Microsoft first acknowledged the outage around 1:30 p.m. Pacific Time. Two hours later the company said most of the service had been restored but customers might experience "degraded service" while it investigates the issue.

10.
PayPal Acquires Startup to Boost AI Shopping Efforts
By Ann Gehan Source: The Information

PayPal said Thursday it would acquire the e-commerce startup Cymbio, which makes software that helps brands make their product catalogs available to AI search apps and agents. The deal is aimed at helping PayPal quickly build up more features to help merchants make sales through AI chatbots like ChatGPT, Google Gemini and Microsoft Copilot. Terms of the deal weren't disclosed.

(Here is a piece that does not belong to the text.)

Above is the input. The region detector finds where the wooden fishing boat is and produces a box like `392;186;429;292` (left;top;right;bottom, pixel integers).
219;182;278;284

Ensuring that merchants are able to easily share standardized, accurate data with AI agents so that their products show up in search results and can be made available for purchase has been one of the biggest challenges in building AI shopping features. PayPal rival Stripe had previously weighed making a similar acquisition to help speed work on AI shopping, The Information previously reported.

Cymbio was founded in 2015, and its investors include PayPal Ventures and FJ Labs, according to PitchBook.